"True Enough" by Farhad Manjoo, is another in the long line of books that argues that new technologies are changing the way we approach knowledge. Manjoo's contention is that the new media has made it much easier for people to selectively choose what information they process. This allows them to develop their own versions of the truth which are essentially impervious to any outside information. It's an interesting argument, but he does a pretty poor job of actually supporting it.
Manjoo provides lots of case studies ranging from the Swift Boat Veterans for Truth, to 9/11 Deniers, to those who think that the 2004 presidential election was fixed. In themselves, these case studies are pretty interesting, but he never really convinces me that any of this is essentially different than what preceded the new media. He asserts that the right-wing talk network is different from what preceded it, but provides little in specific proof. Father Coughlin in the 1930s had his own little right-wing network.

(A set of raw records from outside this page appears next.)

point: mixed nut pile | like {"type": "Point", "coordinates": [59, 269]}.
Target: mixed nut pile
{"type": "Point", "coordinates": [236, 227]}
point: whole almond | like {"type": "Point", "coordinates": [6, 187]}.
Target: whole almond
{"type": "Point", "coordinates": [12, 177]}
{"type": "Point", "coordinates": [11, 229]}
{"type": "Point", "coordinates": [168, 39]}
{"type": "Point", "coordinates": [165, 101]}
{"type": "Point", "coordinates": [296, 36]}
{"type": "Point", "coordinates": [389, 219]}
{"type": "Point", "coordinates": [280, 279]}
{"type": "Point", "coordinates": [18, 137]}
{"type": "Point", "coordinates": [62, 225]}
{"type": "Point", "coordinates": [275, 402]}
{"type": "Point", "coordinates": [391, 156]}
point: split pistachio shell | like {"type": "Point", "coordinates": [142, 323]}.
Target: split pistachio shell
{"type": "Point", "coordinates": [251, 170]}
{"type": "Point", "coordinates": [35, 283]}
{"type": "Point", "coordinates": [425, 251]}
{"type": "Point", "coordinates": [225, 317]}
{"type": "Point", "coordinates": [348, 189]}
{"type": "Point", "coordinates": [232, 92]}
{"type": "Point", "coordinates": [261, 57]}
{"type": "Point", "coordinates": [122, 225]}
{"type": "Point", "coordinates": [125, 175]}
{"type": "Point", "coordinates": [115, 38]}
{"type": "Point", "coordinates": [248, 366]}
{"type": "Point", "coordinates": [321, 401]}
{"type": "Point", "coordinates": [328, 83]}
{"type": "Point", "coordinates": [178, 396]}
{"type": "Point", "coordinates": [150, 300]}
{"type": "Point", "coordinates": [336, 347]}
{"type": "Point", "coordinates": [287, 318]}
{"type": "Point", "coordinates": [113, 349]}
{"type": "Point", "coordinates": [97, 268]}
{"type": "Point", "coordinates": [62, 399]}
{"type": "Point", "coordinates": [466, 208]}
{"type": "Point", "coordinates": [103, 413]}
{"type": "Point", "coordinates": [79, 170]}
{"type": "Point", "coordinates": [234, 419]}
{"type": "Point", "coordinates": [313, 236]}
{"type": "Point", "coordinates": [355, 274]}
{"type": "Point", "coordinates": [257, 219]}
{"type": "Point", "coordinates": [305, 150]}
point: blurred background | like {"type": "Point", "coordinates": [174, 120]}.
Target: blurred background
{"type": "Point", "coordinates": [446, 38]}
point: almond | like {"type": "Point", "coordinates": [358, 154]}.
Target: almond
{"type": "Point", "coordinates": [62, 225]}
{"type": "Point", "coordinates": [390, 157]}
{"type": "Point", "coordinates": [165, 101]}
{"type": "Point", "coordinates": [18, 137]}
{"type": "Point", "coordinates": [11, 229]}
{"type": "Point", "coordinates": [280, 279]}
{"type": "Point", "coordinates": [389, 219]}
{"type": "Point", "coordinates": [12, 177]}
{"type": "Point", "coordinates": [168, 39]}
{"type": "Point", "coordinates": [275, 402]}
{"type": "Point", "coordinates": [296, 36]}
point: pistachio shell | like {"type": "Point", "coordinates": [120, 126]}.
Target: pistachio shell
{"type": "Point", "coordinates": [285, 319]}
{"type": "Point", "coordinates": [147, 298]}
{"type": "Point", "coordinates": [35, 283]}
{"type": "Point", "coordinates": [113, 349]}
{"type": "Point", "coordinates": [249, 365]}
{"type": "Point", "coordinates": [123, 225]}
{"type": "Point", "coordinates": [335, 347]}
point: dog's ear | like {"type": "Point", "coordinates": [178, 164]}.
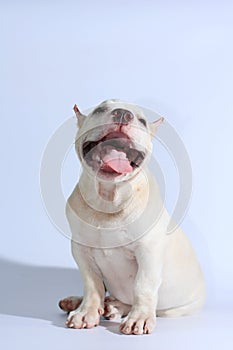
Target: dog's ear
{"type": "Point", "coordinates": [154, 125]}
{"type": "Point", "coordinates": [80, 117]}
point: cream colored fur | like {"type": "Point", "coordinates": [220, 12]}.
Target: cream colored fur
{"type": "Point", "coordinates": [146, 274]}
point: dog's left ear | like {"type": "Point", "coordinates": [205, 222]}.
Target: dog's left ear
{"type": "Point", "coordinates": [80, 117]}
{"type": "Point", "coordinates": [154, 125]}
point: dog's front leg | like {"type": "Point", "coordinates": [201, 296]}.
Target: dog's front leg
{"type": "Point", "coordinates": [87, 315]}
{"type": "Point", "coordinates": [142, 317]}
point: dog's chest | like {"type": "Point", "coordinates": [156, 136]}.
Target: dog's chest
{"type": "Point", "coordinates": [118, 267]}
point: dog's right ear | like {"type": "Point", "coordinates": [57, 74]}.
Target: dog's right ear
{"type": "Point", "coordinates": [80, 117]}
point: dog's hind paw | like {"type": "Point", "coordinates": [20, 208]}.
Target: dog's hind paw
{"type": "Point", "coordinates": [114, 308]}
{"type": "Point", "coordinates": [70, 303]}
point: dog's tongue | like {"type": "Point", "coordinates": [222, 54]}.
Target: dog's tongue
{"type": "Point", "coordinates": [117, 161]}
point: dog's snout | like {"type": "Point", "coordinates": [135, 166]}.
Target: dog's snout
{"type": "Point", "coordinates": [122, 116]}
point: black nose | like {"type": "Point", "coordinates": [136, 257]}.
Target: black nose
{"type": "Point", "coordinates": [122, 116]}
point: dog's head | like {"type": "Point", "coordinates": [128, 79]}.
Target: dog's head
{"type": "Point", "coordinates": [114, 141]}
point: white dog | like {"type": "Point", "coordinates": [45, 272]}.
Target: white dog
{"type": "Point", "coordinates": [119, 229]}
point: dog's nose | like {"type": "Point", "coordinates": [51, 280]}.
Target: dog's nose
{"type": "Point", "coordinates": [122, 116]}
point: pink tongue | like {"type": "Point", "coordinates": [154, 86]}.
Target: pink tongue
{"type": "Point", "coordinates": [118, 162]}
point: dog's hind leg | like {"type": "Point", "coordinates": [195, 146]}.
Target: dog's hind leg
{"type": "Point", "coordinates": [70, 303]}
{"type": "Point", "coordinates": [114, 308]}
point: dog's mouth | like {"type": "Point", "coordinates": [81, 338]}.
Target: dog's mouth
{"type": "Point", "coordinates": [113, 155]}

He compares the Kennedy assassination conspiracy theorists with the 2004 election conspiracy theorists, but never really shows the difference between the two.
I'm skeptical that Manjoo can ever make his case -- I firmly think that the whole apocalyptic approach to new media is overblown and alarmist. Still, I'm open to the idea that it might be the case. But the author never really makes the necessary logical connections. He provides lots of specific information and he makes lots of interesting assertions, but if you examine the text closely, he never actually links the two together in any meaningful way. Given the author's presumed defense of some sort of objective truth and logic, this is a rather startling oversight.
There are some pretty broad assertions in the book that took me aback as well. He argues that conservatives are more prone to filter out information that contradicts their ideological mindset more than progressives. Now don't get me wrong here, I'm a progressive. But I've known plenty of fellow leftists who are as dogmatic and closed-minded as any conservative. I've also known some pretty open-minded conservatives. He cites one university study as proof. In the end, I think True Enough is as "true enough" as some of the items he tackles in the book.